The Fate of Research (1 of 3)

rsrchxchange, June 16, 2015

The research payment account (RPA) is coming. For a 446 page document which has the potential to shake capital markets in Europe, never has so much attention been focused on one word within one paragraph (to the detriment of all the other changes the document outlines).

This word is ‘linked’ <not be linked to the volume and/ or value of transactions executed on behalf of the clients> and it’s inclusion or not in the final technical standards issued by ESMA will determine how you fund the research payment account. For equity investors this will mean they can continue to fund their research account from dealing commissions up to their pre determined budget. For other asset classes traded net or via spread this will have no impact obviously. I am not sure the impact on equity funds merits the lobbying that has been unleashed on this single word – both a monthly fee against the fund and dealing commissions (execution plus research levy) have the same impact on the fund performance for the end client it is just the plumbing, the administration that differs.

The Independent

For better or worse, the world of Independent Research Providers (IRPs) has reached a tipping point. Having struggled with a priced product against a competitor (the banks and brokers) who gave their research away for free perhaps their moment is coming.

The fear that IRPs and their industry body maintain is the potential for an airlock; that asset managers will just stop paying for research while they come to terms with the mechanics. Anecdotally, there appears to be a short term hiatus in taking on new annual subscriptions, whilst managers determine whether their traditional payment methods will still be open in twelve months time. Anything more severe or long term, however, is unlikely to happen for most IRPs. Their customers tend to be at the bigger or more sophisticated end of the client spectrum. During the last year and innumerable meetings with top tier equity houses, I have never had cause for concern that they didn’t understand this or weren’t prepared with contingency plans for all eventualities come the end of the year. Even down to the smaller managers I have only had one manager ask me in a surprised tone ‘You mean I have to set a research budget? Are you sure?’ <cue a rather more abrupt end to the meeting than normal>. Fixed income has been a different story but only with respect to broker research. As I said before, when it comes to paid research, nothing will change for them, it will remain hard-dollar.

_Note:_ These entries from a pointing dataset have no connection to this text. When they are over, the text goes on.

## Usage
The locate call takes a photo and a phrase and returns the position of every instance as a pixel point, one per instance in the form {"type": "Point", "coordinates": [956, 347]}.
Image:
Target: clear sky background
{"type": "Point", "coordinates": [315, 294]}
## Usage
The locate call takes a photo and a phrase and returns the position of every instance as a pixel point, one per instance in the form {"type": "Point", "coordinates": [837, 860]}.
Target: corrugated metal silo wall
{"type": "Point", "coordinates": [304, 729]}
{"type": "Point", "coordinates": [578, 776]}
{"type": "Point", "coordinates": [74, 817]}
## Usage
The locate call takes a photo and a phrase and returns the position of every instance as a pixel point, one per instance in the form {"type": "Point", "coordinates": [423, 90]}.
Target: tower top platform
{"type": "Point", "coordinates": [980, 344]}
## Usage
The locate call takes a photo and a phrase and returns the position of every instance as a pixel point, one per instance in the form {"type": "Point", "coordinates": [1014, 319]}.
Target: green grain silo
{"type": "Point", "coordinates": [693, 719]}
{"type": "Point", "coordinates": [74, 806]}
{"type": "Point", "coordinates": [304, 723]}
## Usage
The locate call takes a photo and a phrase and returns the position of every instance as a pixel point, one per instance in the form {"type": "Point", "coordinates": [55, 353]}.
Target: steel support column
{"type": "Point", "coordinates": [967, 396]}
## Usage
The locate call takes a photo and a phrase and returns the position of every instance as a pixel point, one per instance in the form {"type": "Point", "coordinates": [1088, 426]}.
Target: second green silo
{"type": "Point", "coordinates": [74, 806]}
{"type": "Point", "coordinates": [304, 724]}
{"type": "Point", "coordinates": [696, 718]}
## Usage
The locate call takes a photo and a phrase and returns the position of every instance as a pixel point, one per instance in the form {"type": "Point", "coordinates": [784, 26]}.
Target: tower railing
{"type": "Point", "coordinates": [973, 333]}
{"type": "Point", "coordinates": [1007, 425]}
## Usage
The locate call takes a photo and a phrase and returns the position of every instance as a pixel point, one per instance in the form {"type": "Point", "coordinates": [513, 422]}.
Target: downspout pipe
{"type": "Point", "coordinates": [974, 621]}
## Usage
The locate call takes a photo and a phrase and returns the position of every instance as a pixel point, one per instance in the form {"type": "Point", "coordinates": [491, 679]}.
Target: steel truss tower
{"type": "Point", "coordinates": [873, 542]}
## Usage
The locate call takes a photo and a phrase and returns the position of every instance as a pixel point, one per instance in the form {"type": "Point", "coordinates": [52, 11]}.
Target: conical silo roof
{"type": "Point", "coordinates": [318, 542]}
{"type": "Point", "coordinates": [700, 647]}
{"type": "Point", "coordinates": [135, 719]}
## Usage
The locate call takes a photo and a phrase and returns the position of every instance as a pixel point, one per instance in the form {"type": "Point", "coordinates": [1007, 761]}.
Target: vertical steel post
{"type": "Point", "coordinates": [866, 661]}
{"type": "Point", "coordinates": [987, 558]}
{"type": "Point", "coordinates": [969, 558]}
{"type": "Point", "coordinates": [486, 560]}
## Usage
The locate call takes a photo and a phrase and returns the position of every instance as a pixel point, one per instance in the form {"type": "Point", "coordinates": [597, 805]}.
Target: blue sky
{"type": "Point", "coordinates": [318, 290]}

Another argument put forward is that banks will price very low, unchallenged by a toothless regulator, and this will push IRPs to the wall. Banks are certainly powerful and not unaccustomed to the occasional act of anticompetitive behavior but it appears the tide has turned for banks. Although some banks no longer put regulatory fines as exceptional items in their accounts, so regular they have become they are regarded by their auditors as a cost of business, banks are beginning to appreciate they have lost this wave of battles in their regulatory war.

To the new wave of independents this must all seem very exciting. Bank analysts have seen their total compensation collapse in the last seven years and come from being regarded as primary business generators and banking remit winners to just another cost base. Any endeavour to innovate in their research, to think differently has been quashed within the death-star they currently work.

In the past year I have seen some of the most innovative, detailed and captivating research in my time on the buy side, from people who have left and started to go it alone, bank rolled by a handful of forward thinking customers.

We also see a number of other parties involved in other areas of research looking to capitalize on the opening up of this closed market.

Does this present a further threat to the existing IRPs? Potentially from some crowding out but a little competition keeps people sharp. Adaptability and willingness to explore new areas of research will be crucial in an unbundled world. The same forces that could crowd the IRP market also hint at its potential expansion. The quality and innovative end of the market that independents see themselves occupying will become increasingly prominent in the face of unbundling. IRPs have the capacity to capitalise on the research budgets currently given to big banks.